We slowly approached the undersized space at about 13:00 (that's 1:00 p.m. to you) yesterday. Docking a ship is when the deckhands truly shine. Three of the more burly hands were stationed at the front of the ship. They began by tossing the heaving line to some marina workers waiting on the dock. The workers quickly secured the line to the cleat and a game of tug-of-war ensued. The hands used all their might taking up the slack to shrink the distance between the vessel and the dock. Just when it looked like we were in the clear, the cleat ripped from the dock with a resounding bang.
Our principle of non-violence precludes us from destroying property, but I don't think this really counts. After we hauled the cleat from the sea and managed to dock the Arctic Sunrise on our second try, we happily returned the structure to the marina.
Good 'Ol USA
We were welcomed into the United States by a dozen or so armed officers of the U.S. Coast Guard. They boarded and searched the ship, and ensured all of our paperwork was in order. The special attention was a result of our ship being classified as a "High Interest Vessel." I'm not sure if all ships painted with bright rainbows and whales are of high interest to the Coast Guard, or just us.
The Coast Guard was not the only one curious about our ship. We docked next to the White Cloud - a GORGEOUS yacht. The cooks onboard prepared a care package for us, and showed up bearing nuts, chocolate, coffee and more. In exchange we offered some Greenpeace buttons, which they were thrilled to receive. Apparently, it is not uncommon for people to bestow gifts to the ship. The crew was grateful to receive the goodies, but I think we were all secretly waiting for the White Cloud to give us its hot tub onboard as well. Alas, it was not meant to be.

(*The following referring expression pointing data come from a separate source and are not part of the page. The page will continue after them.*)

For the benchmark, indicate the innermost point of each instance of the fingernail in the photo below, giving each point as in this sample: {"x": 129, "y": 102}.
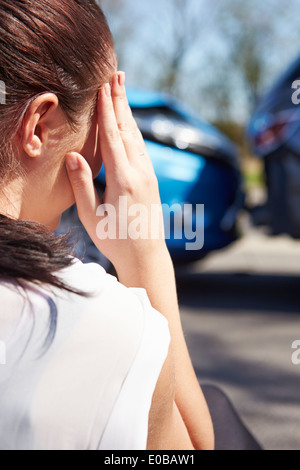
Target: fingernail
{"x": 72, "y": 162}
{"x": 122, "y": 78}
{"x": 107, "y": 89}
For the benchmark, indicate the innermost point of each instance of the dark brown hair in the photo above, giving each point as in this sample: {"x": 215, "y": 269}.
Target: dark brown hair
{"x": 59, "y": 46}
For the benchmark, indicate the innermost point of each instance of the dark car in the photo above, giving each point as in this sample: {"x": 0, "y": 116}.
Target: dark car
{"x": 274, "y": 134}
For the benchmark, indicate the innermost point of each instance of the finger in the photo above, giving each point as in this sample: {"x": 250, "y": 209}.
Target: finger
{"x": 87, "y": 200}
{"x": 130, "y": 134}
{"x": 112, "y": 148}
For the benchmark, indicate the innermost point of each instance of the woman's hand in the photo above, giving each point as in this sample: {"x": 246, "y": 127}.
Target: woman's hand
{"x": 129, "y": 176}
{"x": 143, "y": 263}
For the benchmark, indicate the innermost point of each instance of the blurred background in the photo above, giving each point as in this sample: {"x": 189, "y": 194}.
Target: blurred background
{"x": 210, "y": 84}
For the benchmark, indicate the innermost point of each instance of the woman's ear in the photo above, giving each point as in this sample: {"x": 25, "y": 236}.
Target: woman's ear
{"x": 39, "y": 120}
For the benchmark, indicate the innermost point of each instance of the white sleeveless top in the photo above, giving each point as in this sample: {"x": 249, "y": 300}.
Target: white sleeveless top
{"x": 91, "y": 386}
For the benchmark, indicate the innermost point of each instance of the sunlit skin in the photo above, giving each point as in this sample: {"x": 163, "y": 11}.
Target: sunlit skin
{"x": 42, "y": 192}
{"x": 59, "y": 166}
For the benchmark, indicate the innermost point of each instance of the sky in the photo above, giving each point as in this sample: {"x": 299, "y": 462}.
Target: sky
{"x": 146, "y": 34}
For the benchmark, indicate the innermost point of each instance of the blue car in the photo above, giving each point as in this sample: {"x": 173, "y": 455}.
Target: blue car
{"x": 195, "y": 164}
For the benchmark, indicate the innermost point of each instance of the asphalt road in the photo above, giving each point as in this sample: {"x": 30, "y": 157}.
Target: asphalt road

Later in the evening, some familiar faces from the D.C. office appeared. They've come to help us prepare for a donors reception to be held Friday evening. Without our donors, our work would not be possible, so it's nice when we have a chance to show our gratitude. We're planning on serving all our drinks tonight with ice taken from a Greenland glacier - how's that for class? Take THAT, White Cloud.
P.S. Welcome aboard Gionni and Kevin - our new Radio Operator and Bosun, respectively.